Except… He leaned forward, his optics requesting higher fidelity from the surveillance feed. The inmate charging Korvus wasn’t, in fact, actually charging the Corrector.

He was charging for the elevator. The system’s autopathing routines showed the likely line the inmate was taking. It was a small factor, perhaps inconsequential. Who knew what Aris had drugged them with? Who knew the motivations of a Dissonant? But as the Corrector left the ramp, Korvus headed to his right, taking a line away from the elevator car, allowing him to use that nasty flechette cannon without perforating the elevator leading into the Well itself.

The agent was smart, calm under fire, and had a sense of humour. Mercer might even get to like the man, if they’d met under different circumstances. But… the last Corrector had been just as efficient. Just as calm. And it still left him with a dead wife.

Maybe it’s better if they’re not likeable.

His vent splash-plopped again. Mercer surged upright, grabbing the edge of his desk. “I will,” he gritted his teeth, “undertake some preventative maintenance before Torres arrives.”
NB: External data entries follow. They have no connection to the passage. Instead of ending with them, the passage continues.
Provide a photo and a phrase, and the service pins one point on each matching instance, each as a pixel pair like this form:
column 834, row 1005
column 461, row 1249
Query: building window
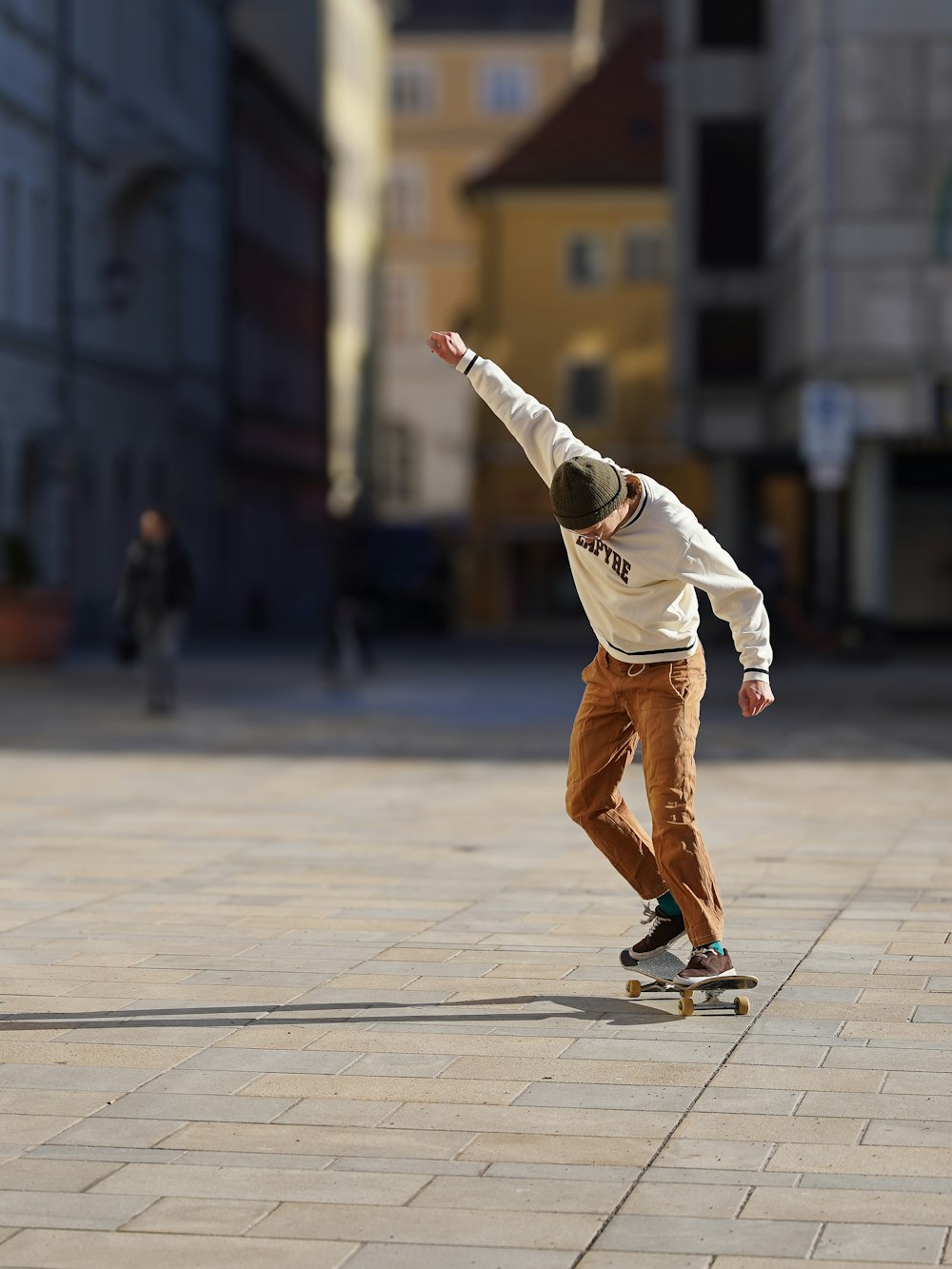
column 395, row 472
column 588, row 392
column 730, row 344
column 406, row 199
column 402, row 307
column 10, row 281
column 506, row 88
column 585, row 260
column 41, row 254
column 737, row 24
column 411, row 89
column 646, row 255
column 730, row 194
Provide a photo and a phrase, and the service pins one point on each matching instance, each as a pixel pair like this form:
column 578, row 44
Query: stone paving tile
column 906, row 1244
column 769, row 1263
column 183, row 1180
column 307, row 1140
column 32, row 1130
column 714, row 1157
column 380, row 1041
column 880, row 1105
column 40, row 1249
column 906, row 1132
column 526, row 1195
column 106, row 1154
column 200, row 1216
column 44, row 1210
column 74, row 1103
column 527, row 1147
column 377, row 1256
column 563, row 1173
column 289, row 1088
column 863, row 1160
column 48, row 1174
column 748, row 1100
column 650, row 1199
column 750, row 1052
column 183, row 1105
column 272, row 1060
column 447, row 1227
column 231, row 951
column 710, row 1235
column 605, row 1097
column 799, row 1079
column 913, row 1059
column 117, row 1132
column 894, row 1184
column 864, row 1207
column 642, row 1260
column 734, row 1126
column 552, row 1120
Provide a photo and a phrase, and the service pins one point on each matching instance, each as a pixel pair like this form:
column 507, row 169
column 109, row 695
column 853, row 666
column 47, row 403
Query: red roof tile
column 611, row 129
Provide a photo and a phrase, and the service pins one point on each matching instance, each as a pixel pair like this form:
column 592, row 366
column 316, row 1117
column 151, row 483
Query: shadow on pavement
column 590, row 1008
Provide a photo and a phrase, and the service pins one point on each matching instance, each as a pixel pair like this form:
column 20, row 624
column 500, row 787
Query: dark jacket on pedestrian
column 158, row 579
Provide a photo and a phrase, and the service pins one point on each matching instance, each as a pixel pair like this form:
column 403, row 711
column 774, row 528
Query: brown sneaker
column 706, row 963
column 662, row 932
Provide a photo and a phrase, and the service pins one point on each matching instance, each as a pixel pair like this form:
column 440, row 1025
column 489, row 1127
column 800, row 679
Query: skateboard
column 663, row 970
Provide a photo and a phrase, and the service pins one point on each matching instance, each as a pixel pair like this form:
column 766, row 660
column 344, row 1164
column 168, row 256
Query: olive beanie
column 585, row 490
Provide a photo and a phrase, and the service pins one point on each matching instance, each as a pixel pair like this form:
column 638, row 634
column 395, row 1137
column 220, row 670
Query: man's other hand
column 447, row 346
column 754, row 697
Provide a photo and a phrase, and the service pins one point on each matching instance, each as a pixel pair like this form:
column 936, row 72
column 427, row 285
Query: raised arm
column 547, row 443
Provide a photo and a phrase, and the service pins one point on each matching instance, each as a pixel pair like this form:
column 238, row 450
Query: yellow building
column 464, row 85
column 574, row 304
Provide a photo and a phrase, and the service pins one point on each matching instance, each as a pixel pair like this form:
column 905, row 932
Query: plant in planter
column 34, row 621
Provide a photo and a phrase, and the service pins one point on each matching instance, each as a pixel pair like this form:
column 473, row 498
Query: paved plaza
column 316, row 975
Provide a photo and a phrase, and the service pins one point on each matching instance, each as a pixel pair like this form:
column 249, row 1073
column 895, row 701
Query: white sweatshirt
column 638, row 589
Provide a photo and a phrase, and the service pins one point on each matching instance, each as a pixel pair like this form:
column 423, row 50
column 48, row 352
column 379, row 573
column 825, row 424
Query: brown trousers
column 661, row 705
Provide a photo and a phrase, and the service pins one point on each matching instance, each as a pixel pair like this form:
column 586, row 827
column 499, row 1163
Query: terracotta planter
column 34, row 625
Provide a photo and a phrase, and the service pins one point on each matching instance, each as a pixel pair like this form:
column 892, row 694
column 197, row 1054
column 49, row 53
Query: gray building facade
column 811, row 157
column 112, row 258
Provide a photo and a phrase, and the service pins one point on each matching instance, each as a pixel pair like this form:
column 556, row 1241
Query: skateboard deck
column 663, row 971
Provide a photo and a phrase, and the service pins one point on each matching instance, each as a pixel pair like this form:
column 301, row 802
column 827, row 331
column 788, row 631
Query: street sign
column 826, row 429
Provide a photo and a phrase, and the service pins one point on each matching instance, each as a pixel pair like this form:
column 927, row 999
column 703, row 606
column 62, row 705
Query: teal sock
column 666, row 905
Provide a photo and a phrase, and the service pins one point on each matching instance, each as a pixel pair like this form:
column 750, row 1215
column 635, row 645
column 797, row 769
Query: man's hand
column 447, row 346
column 754, row 697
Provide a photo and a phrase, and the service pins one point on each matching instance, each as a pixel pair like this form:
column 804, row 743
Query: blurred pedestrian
column 155, row 595
column 349, row 622
column 647, row 677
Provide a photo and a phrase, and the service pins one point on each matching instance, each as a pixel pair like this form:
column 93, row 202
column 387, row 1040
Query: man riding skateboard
column 636, row 555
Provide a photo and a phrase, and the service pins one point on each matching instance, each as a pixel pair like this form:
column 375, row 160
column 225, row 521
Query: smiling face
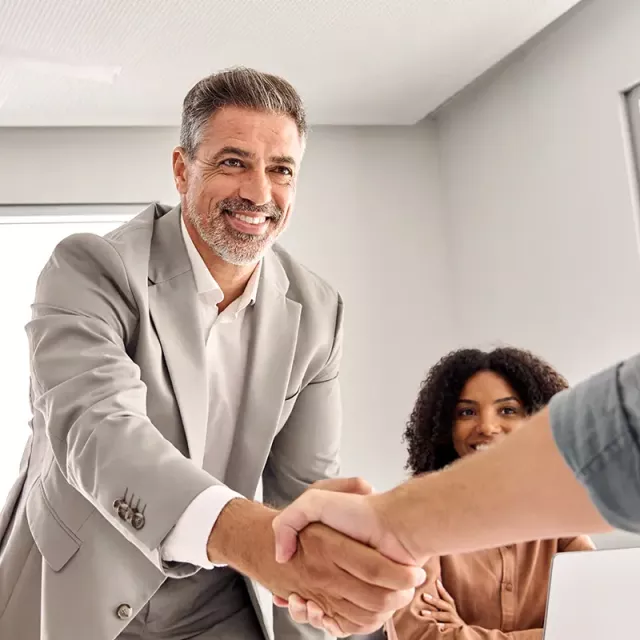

He wheeled his chair across his office and rested it underneath the vent. Climbing on—carefully, because a wheeled chair was not the friend of violent actions—Mercer unsheathed his belt knife. He worked the tip into the screws holding the grate in place.

Another splash came from the grate. He squinted, but it was black as sin in there. A faint, coppery smell drifted out, like old blood left to fester in the grouting. He worked the knife around, removing the four screws holding the grate in place, then pulled it back and lowered it to his side.

What was inside didn’t even give him time to scream.